How to do it ... antipsychotics management

1. Start with root cause analysis, says Denise Wassenaar, RN, MS, LNHA, MatrixCare. Remember that antipsychotics are not FDA- approved for behavioral symptoms in dementia.

“An above-average use of antipsychotics for behavior management without a corresponding medical diagnosis is an excellent QAPI opportunity,” Wassenaar says. “Excessive utilization can only be managed when the root cause of prescribing is identified.” 

Frontline staff are critical for identifying things like potential behavioral irritants, according to Golden Living's Steve Hord, RPh. Other root causes could be an infection or adverse drug reaction, adds Cathy Yurek, RPh, a consultant pharmacist at Waltz Long-Term Care, a member of Guardian Pharmacy. 

2. Experts say part of root cause analysis means spotting behavioral issues early — before antipsychotics are prescribed.  

“You need to figure out why people are behaving the way they are,” says Wassenaar. “Most of the time if you track, the behavior is much more manageable than if you just give them a pill.”

One key behavioral trigger could result from a new medication for unrelated conditions such as constipation, Hord adds.

3. Engage the physicians who are prescribing antipsychotics. They may not know specific behaviors residents are demonstrating, or the deleterious effects the drugs are having. 

“It's been part of the solution for a long time to prescribe these types of medications for behavior management, and it's only recently that there's been an emphasis to not use them because of the side effects,” says Wassenaar.

Of course, no one but the physician can actually authorize the tapering process. 

“Lowering rates starts with reducing doses of existing drugs, especially in patients with a dementia component to their psychosis,” says Rob Shulman, RPh, CGP, FASCPm, of Remedi SeniorCare. 

4. Reducing antipsychotics means asking the experts.

“One of the best strategies I've seen is to form a behavior management committee in each individual facility that involves the prescriber, psychiatrist or psychologist, director of nursing, charge nurse and consultant pharmacist,” says Shulman.

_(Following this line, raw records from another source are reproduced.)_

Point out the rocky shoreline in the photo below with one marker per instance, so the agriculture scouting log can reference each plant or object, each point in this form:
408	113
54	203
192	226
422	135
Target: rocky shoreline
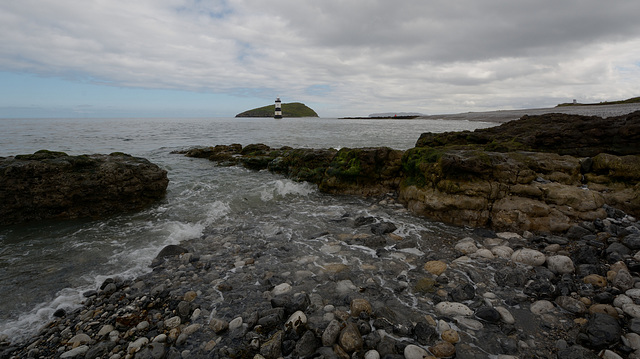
490	294
567	288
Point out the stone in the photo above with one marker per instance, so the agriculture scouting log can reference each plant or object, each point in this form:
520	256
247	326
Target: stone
79	339
450	336
281	289
443	349
505	315
172	322
529	257
86	186
218	325
503	252
595	280
272	348
331	333
415	352
453	309
435	267
307	344
571	304
542	307
488	314
350	339
75	352
603	308
603	331
560	264
633	310
359	306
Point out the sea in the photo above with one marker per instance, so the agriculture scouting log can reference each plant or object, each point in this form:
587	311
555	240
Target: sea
47	265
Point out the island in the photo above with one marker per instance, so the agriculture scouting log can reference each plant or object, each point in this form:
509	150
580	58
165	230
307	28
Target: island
294	109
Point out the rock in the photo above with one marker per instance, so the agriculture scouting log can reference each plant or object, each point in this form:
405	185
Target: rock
443	349
415	352
331	333
488	314
542	307
529	257
53	185
272	348
560	264
595	280
359	306
435	267
453	309
572	305
76	352
307	345
450	336
603	331
218	325
350	339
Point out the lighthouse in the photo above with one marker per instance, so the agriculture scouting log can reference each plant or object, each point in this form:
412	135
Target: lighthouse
278	113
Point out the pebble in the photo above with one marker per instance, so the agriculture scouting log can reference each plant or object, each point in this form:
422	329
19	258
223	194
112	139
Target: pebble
528	256
453	309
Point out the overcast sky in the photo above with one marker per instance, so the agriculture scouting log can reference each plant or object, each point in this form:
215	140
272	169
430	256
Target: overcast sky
104	58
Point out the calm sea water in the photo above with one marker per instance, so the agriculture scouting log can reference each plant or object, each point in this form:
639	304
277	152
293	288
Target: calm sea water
45	266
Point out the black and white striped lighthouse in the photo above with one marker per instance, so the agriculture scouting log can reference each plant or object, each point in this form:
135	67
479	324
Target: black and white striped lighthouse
278	113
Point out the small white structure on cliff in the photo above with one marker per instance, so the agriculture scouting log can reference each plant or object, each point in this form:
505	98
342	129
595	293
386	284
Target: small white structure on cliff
278	113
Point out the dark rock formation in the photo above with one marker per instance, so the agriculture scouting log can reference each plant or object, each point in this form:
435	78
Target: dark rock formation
540	173
53	185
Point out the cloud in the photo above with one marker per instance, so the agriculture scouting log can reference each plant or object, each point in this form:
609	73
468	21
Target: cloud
434	56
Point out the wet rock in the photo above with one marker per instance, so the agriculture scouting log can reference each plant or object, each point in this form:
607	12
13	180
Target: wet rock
350	339
453	309
560	264
602	331
529	257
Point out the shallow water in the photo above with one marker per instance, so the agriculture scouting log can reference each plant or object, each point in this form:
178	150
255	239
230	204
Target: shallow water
46	266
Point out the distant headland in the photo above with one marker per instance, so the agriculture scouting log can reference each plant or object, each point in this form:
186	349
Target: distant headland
294	109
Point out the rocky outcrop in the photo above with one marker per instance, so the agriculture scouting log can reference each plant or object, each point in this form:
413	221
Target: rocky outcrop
53	185
540	173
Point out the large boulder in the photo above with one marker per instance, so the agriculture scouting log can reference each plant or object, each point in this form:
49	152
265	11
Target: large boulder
53	185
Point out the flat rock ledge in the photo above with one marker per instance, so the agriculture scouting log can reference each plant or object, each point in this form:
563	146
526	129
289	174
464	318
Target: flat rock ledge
54	185
540	173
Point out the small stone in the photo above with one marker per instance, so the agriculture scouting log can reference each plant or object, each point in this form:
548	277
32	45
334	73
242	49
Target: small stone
218	325
75	352
79	339
450	336
453	309
605	309
415	352
505	315
632	310
350	339
172	322
435	267
572	305
190	296
560	264
466	247
359	306
281	289
503	252
595	280
235	323
529	257
542	307
443	350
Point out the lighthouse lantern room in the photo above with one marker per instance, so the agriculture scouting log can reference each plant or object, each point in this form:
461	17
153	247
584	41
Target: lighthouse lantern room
278	113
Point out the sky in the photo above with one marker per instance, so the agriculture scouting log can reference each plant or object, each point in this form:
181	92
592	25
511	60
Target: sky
217	58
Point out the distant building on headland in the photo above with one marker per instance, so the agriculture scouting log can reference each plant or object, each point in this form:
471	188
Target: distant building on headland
278	112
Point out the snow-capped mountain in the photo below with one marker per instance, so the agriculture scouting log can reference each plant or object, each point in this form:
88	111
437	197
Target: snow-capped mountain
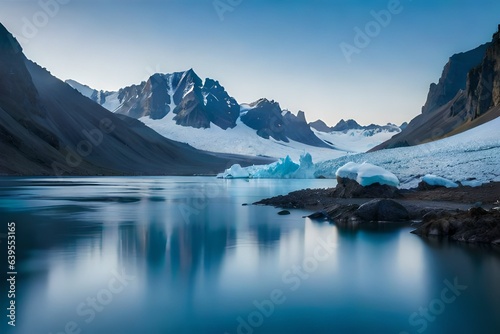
471	158
351	137
47	128
183	107
467	95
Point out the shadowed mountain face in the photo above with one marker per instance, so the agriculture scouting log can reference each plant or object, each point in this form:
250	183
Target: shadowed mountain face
467	95
181	95
183	98
48	128
270	121
344	126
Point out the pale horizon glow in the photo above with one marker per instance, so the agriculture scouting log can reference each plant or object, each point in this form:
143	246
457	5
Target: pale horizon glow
287	51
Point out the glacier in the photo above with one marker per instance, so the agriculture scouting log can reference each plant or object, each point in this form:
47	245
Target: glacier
284	168
471	158
367	174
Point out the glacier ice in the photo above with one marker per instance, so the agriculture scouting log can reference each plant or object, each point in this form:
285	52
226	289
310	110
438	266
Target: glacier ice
235	172
434	180
284	168
471	155
366	174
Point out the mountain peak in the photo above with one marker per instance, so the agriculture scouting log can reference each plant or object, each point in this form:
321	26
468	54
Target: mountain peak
343	125
7	42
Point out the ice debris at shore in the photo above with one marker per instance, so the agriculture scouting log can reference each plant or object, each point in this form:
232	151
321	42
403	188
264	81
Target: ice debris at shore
367	174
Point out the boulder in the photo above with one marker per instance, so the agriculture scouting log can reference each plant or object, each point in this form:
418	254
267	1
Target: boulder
382	210
347	188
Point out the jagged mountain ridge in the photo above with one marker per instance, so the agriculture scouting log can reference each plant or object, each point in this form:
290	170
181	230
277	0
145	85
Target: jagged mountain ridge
184	98
47	128
467	95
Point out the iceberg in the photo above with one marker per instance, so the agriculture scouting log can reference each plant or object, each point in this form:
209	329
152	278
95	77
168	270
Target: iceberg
235	172
367	174
434	180
284	168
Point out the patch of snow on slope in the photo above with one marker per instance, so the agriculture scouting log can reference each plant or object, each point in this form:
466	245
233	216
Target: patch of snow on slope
112	102
471	155
367	174
239	140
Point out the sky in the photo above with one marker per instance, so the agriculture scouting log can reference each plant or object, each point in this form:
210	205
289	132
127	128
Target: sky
370	60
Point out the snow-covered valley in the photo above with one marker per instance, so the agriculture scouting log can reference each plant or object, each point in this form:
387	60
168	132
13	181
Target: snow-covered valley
471	158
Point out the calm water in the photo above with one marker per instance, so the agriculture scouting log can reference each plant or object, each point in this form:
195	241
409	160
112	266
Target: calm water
183	255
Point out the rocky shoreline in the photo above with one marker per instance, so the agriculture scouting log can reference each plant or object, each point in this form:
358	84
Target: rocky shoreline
462	214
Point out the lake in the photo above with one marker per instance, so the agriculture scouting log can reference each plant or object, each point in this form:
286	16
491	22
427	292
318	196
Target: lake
184	255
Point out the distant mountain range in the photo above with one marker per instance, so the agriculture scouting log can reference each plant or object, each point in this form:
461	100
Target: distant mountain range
179	105
467	95
47	128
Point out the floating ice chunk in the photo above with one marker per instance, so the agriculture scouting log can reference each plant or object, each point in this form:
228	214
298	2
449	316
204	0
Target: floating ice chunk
472	183
284	168
434	180
366	174
235	172
306	169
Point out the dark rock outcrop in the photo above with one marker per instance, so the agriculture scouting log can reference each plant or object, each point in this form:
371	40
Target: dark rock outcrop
48	128
382	210
477	225
467	95
347	188
266	117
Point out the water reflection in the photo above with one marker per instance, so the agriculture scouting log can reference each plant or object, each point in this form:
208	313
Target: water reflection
197	260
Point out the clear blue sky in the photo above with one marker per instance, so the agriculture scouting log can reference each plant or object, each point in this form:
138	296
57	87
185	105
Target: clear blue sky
284	50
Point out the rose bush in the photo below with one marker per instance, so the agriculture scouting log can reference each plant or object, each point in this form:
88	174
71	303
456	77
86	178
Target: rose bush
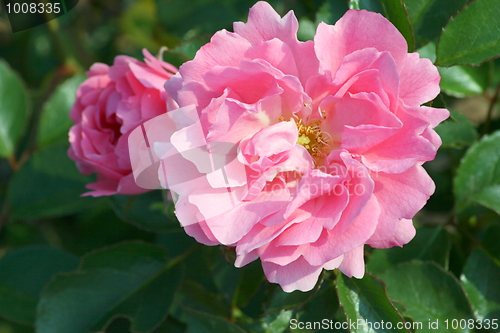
109	104
324	143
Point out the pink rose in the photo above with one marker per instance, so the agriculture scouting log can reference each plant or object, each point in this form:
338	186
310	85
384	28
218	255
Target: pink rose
297	153
109	104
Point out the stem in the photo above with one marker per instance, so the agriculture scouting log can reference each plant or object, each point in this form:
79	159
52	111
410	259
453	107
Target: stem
493	101
4	213
181	257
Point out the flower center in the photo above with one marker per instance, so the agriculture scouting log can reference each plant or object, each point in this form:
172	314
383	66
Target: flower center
312	138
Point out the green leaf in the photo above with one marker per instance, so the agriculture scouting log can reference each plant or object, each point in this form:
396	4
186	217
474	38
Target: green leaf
13	109
429	244
323	305
395	11
365	300
147	211
201	322
54	120
430	295
490	241
23	274
132	280
472	37
478	176
330	12
461	81
457	131
428	17
287	301
249	282
195	296
54	184
480	279
458	81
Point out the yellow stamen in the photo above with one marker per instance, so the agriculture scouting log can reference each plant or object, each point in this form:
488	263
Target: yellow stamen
311	138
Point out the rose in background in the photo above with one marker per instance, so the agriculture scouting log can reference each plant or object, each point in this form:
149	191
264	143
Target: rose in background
109	104
331	139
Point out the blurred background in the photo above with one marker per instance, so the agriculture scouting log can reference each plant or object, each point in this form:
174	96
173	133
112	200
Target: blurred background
40	187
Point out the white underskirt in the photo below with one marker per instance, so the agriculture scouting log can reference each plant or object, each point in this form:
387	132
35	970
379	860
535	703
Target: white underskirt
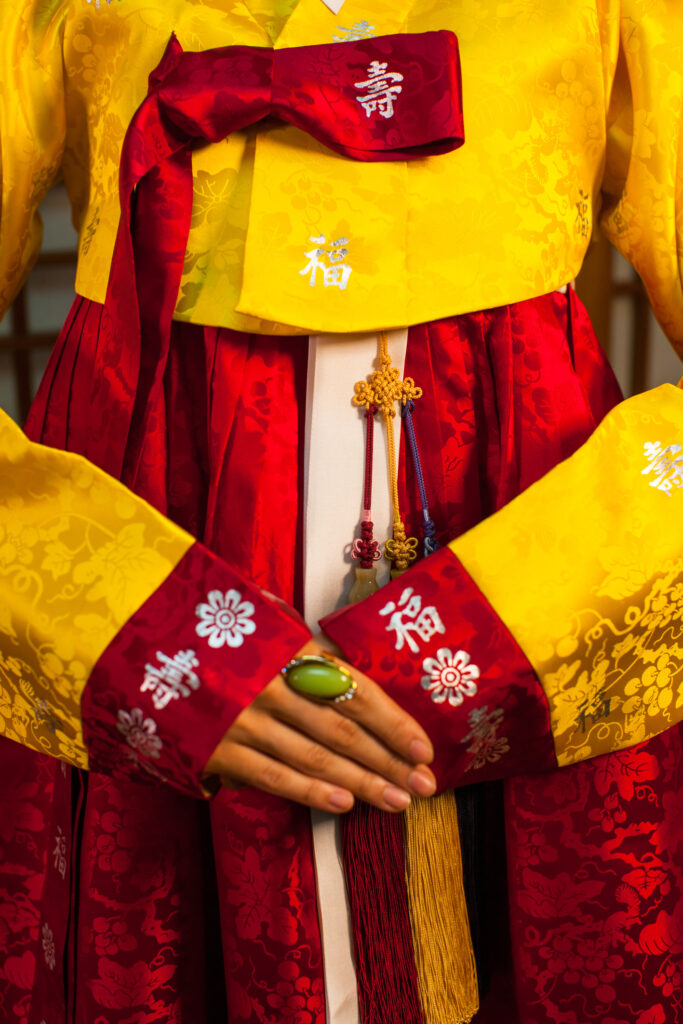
335	443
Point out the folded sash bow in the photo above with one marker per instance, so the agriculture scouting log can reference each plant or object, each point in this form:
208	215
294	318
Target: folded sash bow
196	98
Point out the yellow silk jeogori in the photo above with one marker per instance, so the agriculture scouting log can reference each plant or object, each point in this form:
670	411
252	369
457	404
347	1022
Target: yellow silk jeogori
550	107
586	569
79	554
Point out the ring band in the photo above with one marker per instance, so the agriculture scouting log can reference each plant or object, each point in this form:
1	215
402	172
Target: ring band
319	677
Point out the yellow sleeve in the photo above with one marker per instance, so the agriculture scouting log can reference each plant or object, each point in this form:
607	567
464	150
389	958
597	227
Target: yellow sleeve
642	212
125	645
32	130
551	632
79	554
586	570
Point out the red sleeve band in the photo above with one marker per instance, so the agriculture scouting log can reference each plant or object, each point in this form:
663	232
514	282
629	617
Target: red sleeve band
433	642
174	678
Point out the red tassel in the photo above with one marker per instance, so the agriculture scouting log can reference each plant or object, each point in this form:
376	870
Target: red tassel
373	848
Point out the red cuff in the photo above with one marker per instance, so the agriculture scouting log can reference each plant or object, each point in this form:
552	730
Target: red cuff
433	642
174	678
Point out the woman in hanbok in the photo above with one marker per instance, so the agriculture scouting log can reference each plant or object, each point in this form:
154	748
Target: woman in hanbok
334	316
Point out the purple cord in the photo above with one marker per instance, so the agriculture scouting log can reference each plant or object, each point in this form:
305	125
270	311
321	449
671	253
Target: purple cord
430	542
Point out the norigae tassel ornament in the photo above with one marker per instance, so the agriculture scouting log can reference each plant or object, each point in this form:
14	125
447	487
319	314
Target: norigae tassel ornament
443	953
415	960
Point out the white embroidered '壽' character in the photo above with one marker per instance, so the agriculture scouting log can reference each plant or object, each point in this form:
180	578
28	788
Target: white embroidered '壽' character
410	617
381	89
173	679
664	464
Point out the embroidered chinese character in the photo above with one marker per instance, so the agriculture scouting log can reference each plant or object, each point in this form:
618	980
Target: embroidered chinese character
381	90
59	852
330	261
173	679
360	30
665	466
485	744
583	221
595	708
410	617
43	713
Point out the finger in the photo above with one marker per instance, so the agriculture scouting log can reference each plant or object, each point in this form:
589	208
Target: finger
381	716
339	733
375	710
248	767
262	732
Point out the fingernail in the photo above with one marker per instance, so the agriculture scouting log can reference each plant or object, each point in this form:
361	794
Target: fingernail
395	798
419	751
422	782
340	800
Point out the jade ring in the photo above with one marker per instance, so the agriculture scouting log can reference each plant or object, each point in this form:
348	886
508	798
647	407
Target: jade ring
319	677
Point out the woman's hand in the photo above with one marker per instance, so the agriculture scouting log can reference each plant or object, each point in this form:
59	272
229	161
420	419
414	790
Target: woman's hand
324	754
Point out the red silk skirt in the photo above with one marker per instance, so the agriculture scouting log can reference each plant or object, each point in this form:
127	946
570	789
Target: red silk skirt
132	904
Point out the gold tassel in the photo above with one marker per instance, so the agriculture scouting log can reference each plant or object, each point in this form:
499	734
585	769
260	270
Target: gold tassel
443	952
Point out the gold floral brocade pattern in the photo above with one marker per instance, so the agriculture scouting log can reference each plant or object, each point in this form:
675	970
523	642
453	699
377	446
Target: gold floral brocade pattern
616	678
79	554
586	569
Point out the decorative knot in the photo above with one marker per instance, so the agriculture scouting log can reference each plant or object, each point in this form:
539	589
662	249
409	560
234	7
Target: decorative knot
431	544
365	547
385	388
399	549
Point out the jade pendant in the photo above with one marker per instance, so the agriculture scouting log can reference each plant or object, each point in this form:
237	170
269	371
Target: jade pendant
318	678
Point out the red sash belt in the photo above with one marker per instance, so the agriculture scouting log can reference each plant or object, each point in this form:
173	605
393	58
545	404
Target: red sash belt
199	98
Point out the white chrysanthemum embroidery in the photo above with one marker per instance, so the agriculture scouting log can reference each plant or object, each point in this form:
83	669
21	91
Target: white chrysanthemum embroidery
48	946
139	732
225	619
450	677
485	744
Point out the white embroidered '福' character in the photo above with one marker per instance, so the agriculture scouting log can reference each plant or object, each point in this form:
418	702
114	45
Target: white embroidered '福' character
330	261
410	617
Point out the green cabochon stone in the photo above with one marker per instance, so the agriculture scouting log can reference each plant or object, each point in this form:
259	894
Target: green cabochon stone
317	680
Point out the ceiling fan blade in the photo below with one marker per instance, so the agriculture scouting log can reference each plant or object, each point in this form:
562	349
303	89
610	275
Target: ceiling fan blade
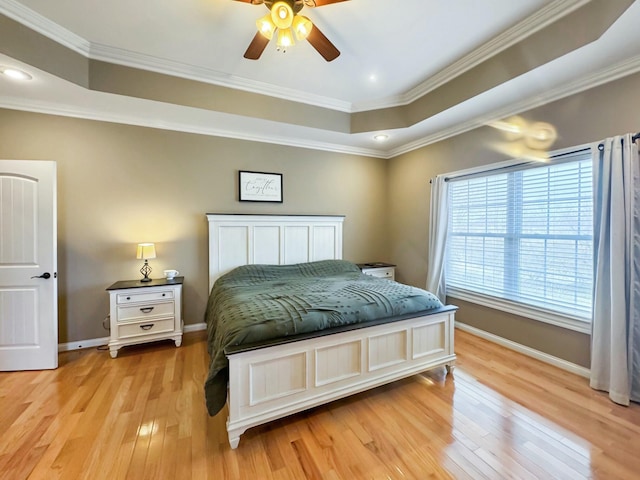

5. Many experts agree that antipsychotics have long been over-prescribed with little attention paid to safer, non-medicating approaches. 

“Redirecting away from behavior-producing stimuli can be helpful, and in many cases is all that is needed,” says Shulman.

It's Never 2 Late CEO Jack York is passionate about non-pharmacological solutions. 

“It's easy to look at brain fitness as irrelevant in people who are at the point of needing antipsychotics, but they are actually the ones it's most relevant for,” he says. 

“Providing programs that engage the residents in the necessary activities to stimulate tiredness and establishing calm quiet areas to prevent falls reduces behavioral issues and the use of antipsychotics,” adds Kirby Cunningham, RN, AOD Software.

6. What's next? Ongoing vigilance, for one.

“I lived through the time when they took away restraints in nursing homes without a plan,” recalls Wassenaar. “You just can't take antipsychotics away without having a really strong solution and that usually will come in the way of dementia programming and non-pharmacological approaches.”

Measuring and monitoring is another. Kasumi Oda of Catalyst says electronic medication administration records can be very helpful for data collection and for flagging potential areas of non-compliance.

“The key is to take on manageable projects and have measurable outcomes, and then apply what's been learned to effect even more positive change.”